Our results indicate that aVICs share several similarities with other myofibroblastic cell types, where it has been demonstrated that the activation of Rho and ROCK activity accompanies the differentiation of fibroblasts into myofibroblasts, expression of α-SMA, assembly of a robust stress fiber network, and subsequent generation of continuous isometric tension on the cell's extracellular environment (17, 59, 67). This Rho-induced sustained contraction of myofibroblasts has been found to result in the deformation of the ECM structure (59), a phenomenon that has also been documented in VIC populations, acting as a critical step preceding nodule formation (61). In our VIC cultures, both RhoA and ROCK activity as well as α-SMA-positive stress fibers were found to be higher in cultures that formed nodules (FB and TCPS) than in those that were less permissive of nodule formation (Coll and FN), suggesting that Rho upregulation may be related to nodule formation. These findings were confirmed via experiments that measured the impact of intentional Rho activation or inhibition on nodule formation. Namely, administration of an agent that induced Rho activation (LPA) further increased nodule formation in all conditions, whereas administration of a ROCK inhibitor (H1152 or Y27632) dramatically decreased nodules in these cultures. Because LPA can activate other small GTPases, such as Ras and Rac, it was also administered concomitantly with H1152 to elucidate the contribution of Rho in these results. Nodule formation in cultures that received both LPA and H1152 was lowered back to levels of the unstimulated controls, demonstrating that the increase in nodule formation achieved via administration of LPA was likely due to its ability to elevate Rho activity.

With respect to ROCK inhibition, it was found that the addition of H1152 significantly decreased the number of nodules across all culture conditions. However, the magnitude of that decrease on FB was far smaller than that seen for the TCPS condition. Moreover, the average area of nodules in the FB condition increased by 2.5-fold upon blocking ROCK, resulting in a net increase in total nodule area relative to the untreated control. It is also worth noting that untreated VICs on FB exhibited almost a 30-fold increase in ALP expression levels compared with the negative control, whereas the ALP increase on TCPS was much more modest (∼3.5-fold). As noted earlier, the heterogeneous VIC population can differentiate to give rise to multiple phenotypes of cells, including aVICs (myofibroblasts) and obVICs (osteoblast-like cells), that can participate in dystrophic and ossific calcification processes, respectively. Thus, our findings come together to provide further evidence for a hypothesis proposed in our previous work (47), namely, that VIC nodule formation on FB involves more osteogenic activity than the nodule formation events that occur on TCPS. Moreover, with respect to the VIC phenotype, our results indicate that ROCK inhibition was most effective at lowering markers related to myofibroblastic activity (HSP47 and MMPs). Because Rho is an effector for a myofibroblastic phenotype in VICs, it is reasonable to expect that blocking this contractile-related pathway would have the greatest success in inhibiting the dystrophic, but not ossific, mechanisms that lead to nodule formation. Application of this reasoning to these experiments would explain why H1152 drastically decreased nodule formation in the TCPS environment but not in the FB condition, where the latter may be forming nodules via both dystrophic and osteogenic mechanisms.

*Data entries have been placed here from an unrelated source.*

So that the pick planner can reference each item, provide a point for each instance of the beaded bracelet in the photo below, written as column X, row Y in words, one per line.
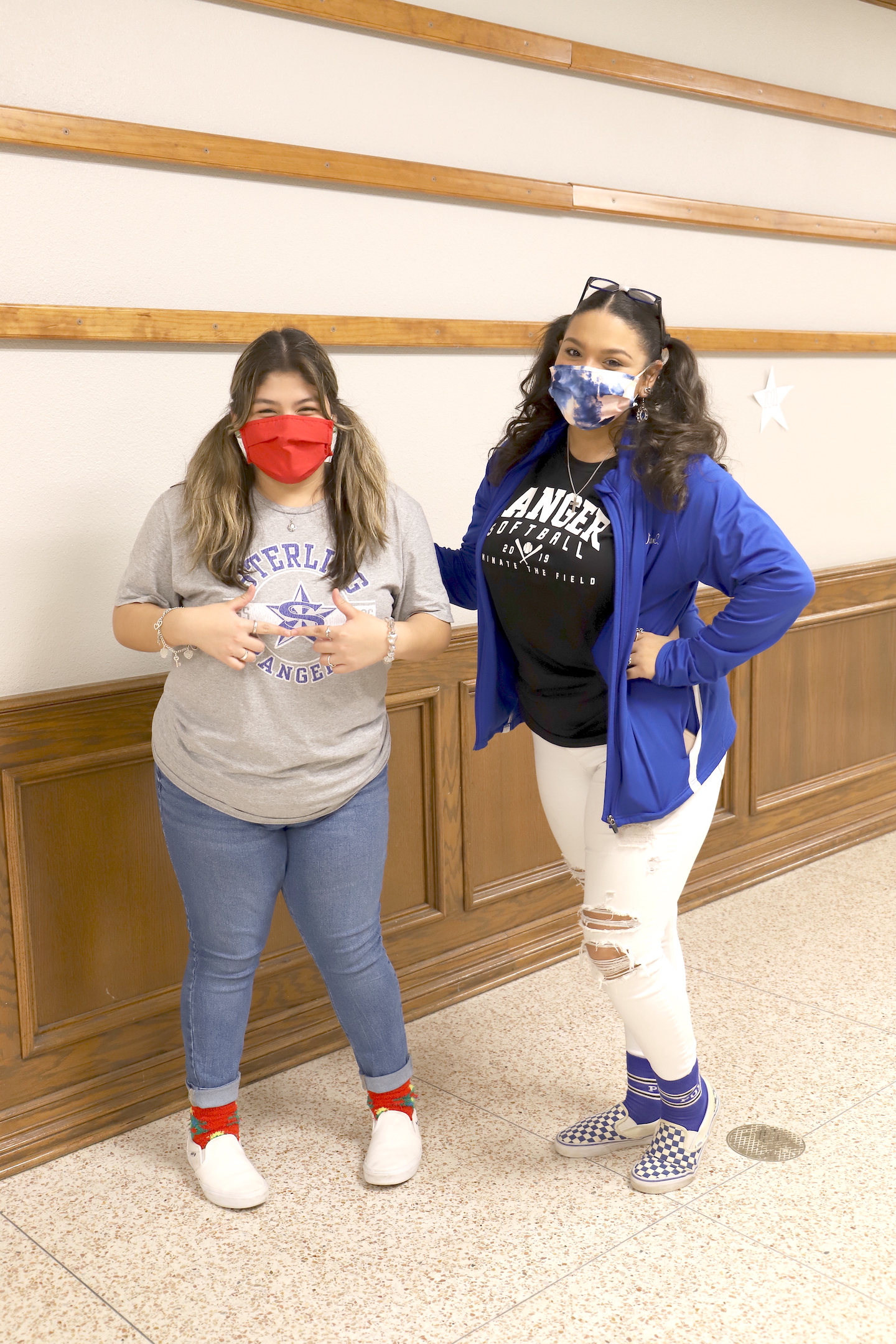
column 164, row 650
column 390, row 642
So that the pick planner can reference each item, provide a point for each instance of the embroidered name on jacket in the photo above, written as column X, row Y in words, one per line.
column 546, row 531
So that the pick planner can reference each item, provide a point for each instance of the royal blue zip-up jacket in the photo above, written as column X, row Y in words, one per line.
column 719, row 538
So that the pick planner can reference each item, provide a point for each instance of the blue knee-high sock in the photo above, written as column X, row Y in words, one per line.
column 684, row 1099
column 643, row 1097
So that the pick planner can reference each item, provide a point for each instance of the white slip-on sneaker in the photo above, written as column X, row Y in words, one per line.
column 674, row 1155
column 226, row 1174
column 602, row 1133
column 395, row 1149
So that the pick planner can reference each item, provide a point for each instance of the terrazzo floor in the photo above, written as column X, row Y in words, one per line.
column 497, row 1239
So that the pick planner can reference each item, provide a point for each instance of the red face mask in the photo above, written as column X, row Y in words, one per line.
column 289, row 448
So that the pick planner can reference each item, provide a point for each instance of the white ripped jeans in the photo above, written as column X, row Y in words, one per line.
column 632, row 886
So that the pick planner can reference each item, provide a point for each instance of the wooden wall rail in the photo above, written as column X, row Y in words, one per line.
column 190, row 327
column 496, row 39
column 91, row 928
column 27, row 127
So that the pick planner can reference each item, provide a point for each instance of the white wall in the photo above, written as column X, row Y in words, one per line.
column 91, row 434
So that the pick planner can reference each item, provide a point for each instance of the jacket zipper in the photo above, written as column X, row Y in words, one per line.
column 618, row 546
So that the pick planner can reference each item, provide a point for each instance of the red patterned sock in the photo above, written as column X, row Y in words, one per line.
column 399, row 1098
column 210, row 1121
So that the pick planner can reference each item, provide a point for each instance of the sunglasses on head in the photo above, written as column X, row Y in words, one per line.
column 598, row 286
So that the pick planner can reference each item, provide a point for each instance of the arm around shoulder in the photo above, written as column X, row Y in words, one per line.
column 459, row 565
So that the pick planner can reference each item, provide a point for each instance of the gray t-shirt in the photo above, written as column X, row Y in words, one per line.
column 285, row 740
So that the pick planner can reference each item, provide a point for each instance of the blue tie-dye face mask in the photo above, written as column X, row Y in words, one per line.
column 592, row 397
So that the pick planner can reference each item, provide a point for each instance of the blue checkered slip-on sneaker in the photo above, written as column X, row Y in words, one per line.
column 610, row 1129
column 674, row 1155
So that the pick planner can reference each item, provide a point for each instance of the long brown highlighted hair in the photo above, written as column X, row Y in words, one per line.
column 219, row 480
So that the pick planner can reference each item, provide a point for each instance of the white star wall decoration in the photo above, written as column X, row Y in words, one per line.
column 770, row 399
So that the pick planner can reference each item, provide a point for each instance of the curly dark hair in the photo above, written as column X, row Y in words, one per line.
column 678, row 429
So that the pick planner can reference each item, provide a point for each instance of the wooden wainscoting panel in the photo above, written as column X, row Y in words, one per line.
column 847, row 730
column 96, row 908
column 506, row 842
column 410, row 889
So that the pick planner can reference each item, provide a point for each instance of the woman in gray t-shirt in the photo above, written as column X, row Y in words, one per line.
column 282, row 577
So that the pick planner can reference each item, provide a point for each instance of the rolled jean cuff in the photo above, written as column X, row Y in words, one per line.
column 214, row 1096
column 390, row 1081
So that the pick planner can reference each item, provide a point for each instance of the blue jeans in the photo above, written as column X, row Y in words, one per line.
column 331, row 874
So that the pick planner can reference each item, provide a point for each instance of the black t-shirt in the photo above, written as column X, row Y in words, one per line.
column 548, row 562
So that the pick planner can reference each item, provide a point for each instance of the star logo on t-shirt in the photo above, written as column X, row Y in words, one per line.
column 301, row 610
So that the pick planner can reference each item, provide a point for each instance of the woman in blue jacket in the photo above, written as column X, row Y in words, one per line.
column 602, row 508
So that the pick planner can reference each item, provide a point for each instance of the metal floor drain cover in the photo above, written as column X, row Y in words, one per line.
column 766, row 1143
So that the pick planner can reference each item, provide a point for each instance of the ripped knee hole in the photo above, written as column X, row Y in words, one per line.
column 606, row 920
column 612, row 961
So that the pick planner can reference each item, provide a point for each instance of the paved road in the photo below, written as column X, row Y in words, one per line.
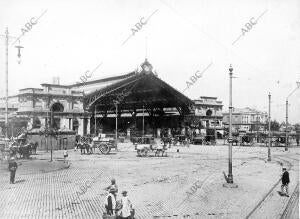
column 182, row 184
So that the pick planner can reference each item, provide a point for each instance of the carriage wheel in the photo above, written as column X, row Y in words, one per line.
column 104, row 148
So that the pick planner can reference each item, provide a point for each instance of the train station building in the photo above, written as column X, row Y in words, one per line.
column 140, row 100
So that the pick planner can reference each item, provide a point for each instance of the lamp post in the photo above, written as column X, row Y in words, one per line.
column 95, row 122
column 6, row 83
column 269, row 137
column 7, row 38
column 287, row 115
column 229, row 177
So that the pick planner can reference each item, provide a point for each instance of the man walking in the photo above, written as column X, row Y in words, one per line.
column 113, row 188
column 285, row 179
column 126, row 211
column 12, row 167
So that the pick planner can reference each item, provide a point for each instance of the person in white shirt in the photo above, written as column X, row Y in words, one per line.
column 65, row 155
column 126, row 209
column 110, row 203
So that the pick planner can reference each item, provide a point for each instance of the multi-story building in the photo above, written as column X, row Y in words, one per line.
column 143, row 101
column 246, row 119
column 208, row 112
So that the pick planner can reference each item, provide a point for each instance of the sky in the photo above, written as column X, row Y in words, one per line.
column 259, row 38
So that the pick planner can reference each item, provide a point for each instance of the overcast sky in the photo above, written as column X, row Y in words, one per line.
column 183, row 37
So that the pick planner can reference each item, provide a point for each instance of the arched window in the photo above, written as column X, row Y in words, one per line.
column 36, row 123
column 57, row 107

As noted in the presentation of phenotype results, the administration of H1152 also resulted in a large upregulation of ALP expression by VICs on both TCPS and FB. This increase in ALP upon ROCK inhibition is, in fact, consistent with recent findings describing the mineralization of mesenchymal cells and vascular SMCs after treatment with a ROCK inhibitor (5, 23). Specifically, the application of fasudil or Y27632 to stromal stem cell lines or SMCs, respectively, resulted in a significant elevation of ALP (5, 23) and mineralization through ossific mechanisms (23). In our work, the concomitant decrease in apoptotic cells with an increase in osteoblastic activity may indicate that many of the nodules formed on cultures treated with H1152 were via osteogenic more so than dystrophic mechanisms. Although the factors that regulate nodule size are not known, the alteration in the type of calcification that we propose is occurring in these conditions may provide an explanation for the significant differences in nodule morphology and size observed upon H1152 treatment. Together with the findings that H1152 was most effective at lowering expression of only the myofibroblastic genes, these observations further support the emerging indication that blockade of ROCK can successfully inhibit nodule formation that occurs via dystrophic mechanisms but not that which occurs via osteogenic activity.

While it is clear that ROCK inhibition via H1152 exerted some nodule inhibition effects by virtue of its ability to regulate the VIC phenotype and attenuate the expression of myofibroblastic markers, this compound also impacted other VIC functions that may participate in processes that are important in valve calcification. Most notably, H1152 treatment significantly inhibited apoptosis in VIC cultures. Although not all cell types respond to ROCK inhibition with a decrease in apoptosis (36), in most cell types the actin-myosin II contractile forces generated via ROCK activity are necessary for the membrane blebbing that is an essential part of apoptosis (8, 9). In the present study, the presence of differences in apoptosis before the formation of any nodules suggests that the decreased apoptotic activity contributed to decreased nodule formation rather than being a resulting consequence of simply having less nodules in the sample. Thus, it is possible that H1152 also acts to inhibit nodule formation via the inhibition of apoptosis. This finding is consistent with the previous results (40) that demonstrated that increased apoptosis precedes calcification in SMC cultures and that these apoptotic bodies may act as nucleating structures for calcium crystal formation. Recent work by our group (14) also supports these data, as we found that administration of a direct apoptosis inhibitor can significantly decrease apoptosis in a dose-dependent manner. Thus, in the present study, the rather modest decrease in apoptosis of H1152-treated VICs on FB may be yet another factor contributing to the lack of inhibition of nodule formation found for this condition. Cell proliferation is also considered a hallmark feature of aortic valve disease (43), but a proliferation assay demonstrated that the decrease in nodule number caused by H1152 was not due to a decrease in VIC proliferation. In fact, in contrast to findings for SMCs (52), inhibition of Rho kinase activity in VIC cultures significantly increased cell proliferation. It is possible that this increase in proliferation contributed to the formation of larger nodules in H1152-treated cultures, although further experiments are needed to confirm this hypothesis.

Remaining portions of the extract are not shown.